Structure JSON format to a specified data structure - python

Basically I have a list
data_list = [
'__att_names' : [
['id', 'name'], --> "__t_idx": 0
['location', 'address'] --> "__t_idx": 1
['random_key1', 'random_key2'] "__t_idx": 2
['random_key3', 'random_key4'] "__t_idx": 3
]
"__root": {
"comparables": [
"__g_id": "153564396",
"__atts": [
1, --> This would be technically __att_names[0][1]
'somerandomname',--> This would be technically __att_names[0][2]
{
"__atts": [
'location_value', --> This would be technically __att_names[1][1]
'address_value',--> This would be technically __att_names[1][2]
"__atts": [
]
"__t_idx": 1 --> It can keep getting nested.. further and further.
]
"__t_idx": 1
}
{
"__atts": [
'random_key3value'
'random_key3value'
]
"__t_idx": 3
}
{
"__atts": [
'random_key1value'
'random_key2value'
]
"__t_idx": 2
}
],
"__t_idx": 0 ---> This maps to the first item in __att_names
]
}
]
My desired output in this case would be
[
{
'id': 1,
'name': 'somerandomname',
'location': 'address_value',
'random_key1': 'random_key1value',
'random_key2': 'random_key2value',
'random_key3': 'random_key3value',
'random_key4': 'random_key4value',
}
]
I was able to get it working for the first few nested fields for __att_names, but my code was getting really long and wonky when I was doing nested and it felt really repetitive.
I feel like there is a neater and recursive way to solve this.
This is my current approach:
As of now the following code does take care first the very first nested object..
payload_names = data_list['__att_names']
comparable_data = data_list['__root']['comparables']
output_arr = []
for items in comparable_data[:1]:
output = {}
index_number = items.get('__t_idx')
attributes = items.get('__atts')
if attributes:
recursive_function(index_number, attributes, payload_names, output)
output_arr.append(output)
def recursive_function(index, attributes, payload_names, output):
category_location = payload_names[index]
for index, categories in enumerate(category_location):
output[categories] = attributes[index]
if type(attributes[index]) == dict:
has_nested_index = attributes[index].get('__t_idx')
has_nested_attributes = attributes[index].get('__atts')
if has_nested_attributes and has_nested_index:
recursive_function(has_nested_index, has_nested_attributes, payload_names, output)
else:
continue
To further explain given example:
[ {
'id': 1,
'name': 'somerandomname',
'location': 'address_value',
'random_key1': 'random_key1value',
'random_key2': 'random_key2value',
'random_key3': 'random_key3value',
'random_key4': 'random_key4value',
}
]
Specifically 'location': 'address_value', The value 'address_value' was derived from the array of comparables key which has the array of dictionaries with key value pair. i.e __g_id and __atts and also __t_idx note some of them might not have __g_id but when there is a key __atts there is also __t_idx which would map the index with array in __att_names
Overally
__att_names are basically all the different keys
and all the items within comparables -> __atts are basically the values for the key names in __att_names.
__t_idx helps us map __atts array items to __att_names and create a dictionary key-value as outcome.
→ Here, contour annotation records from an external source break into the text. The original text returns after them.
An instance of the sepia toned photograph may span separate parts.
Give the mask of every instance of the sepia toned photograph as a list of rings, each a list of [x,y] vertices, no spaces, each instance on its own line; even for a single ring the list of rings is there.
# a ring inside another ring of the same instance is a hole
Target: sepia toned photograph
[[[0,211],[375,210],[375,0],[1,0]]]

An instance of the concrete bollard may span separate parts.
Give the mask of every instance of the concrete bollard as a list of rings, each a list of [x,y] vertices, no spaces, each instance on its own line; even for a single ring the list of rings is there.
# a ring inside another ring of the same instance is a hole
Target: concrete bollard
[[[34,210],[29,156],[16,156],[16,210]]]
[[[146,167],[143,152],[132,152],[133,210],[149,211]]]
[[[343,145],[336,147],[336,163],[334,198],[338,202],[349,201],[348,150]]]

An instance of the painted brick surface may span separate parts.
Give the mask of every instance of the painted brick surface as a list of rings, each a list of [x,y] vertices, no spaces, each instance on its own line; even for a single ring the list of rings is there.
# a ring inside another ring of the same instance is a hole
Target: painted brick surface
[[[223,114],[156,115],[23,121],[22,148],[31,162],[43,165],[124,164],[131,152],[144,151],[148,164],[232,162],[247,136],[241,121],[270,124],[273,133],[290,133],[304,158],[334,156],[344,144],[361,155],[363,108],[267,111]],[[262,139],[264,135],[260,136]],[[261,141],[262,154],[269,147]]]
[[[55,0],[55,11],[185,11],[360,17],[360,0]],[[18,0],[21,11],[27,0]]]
If you want to restructure a complex JSON object, my recommendation is to use jq.
Python package
Oficial website
The data you present is really confusing and ofuscated, so I'm not sure what exact filtering your case would require. But your problem involves indefinitely nested data, for what I understand. So instead of a recursive function, you could make a loop that unnests the data into the plain structure that you desire. There's already a question on that topic.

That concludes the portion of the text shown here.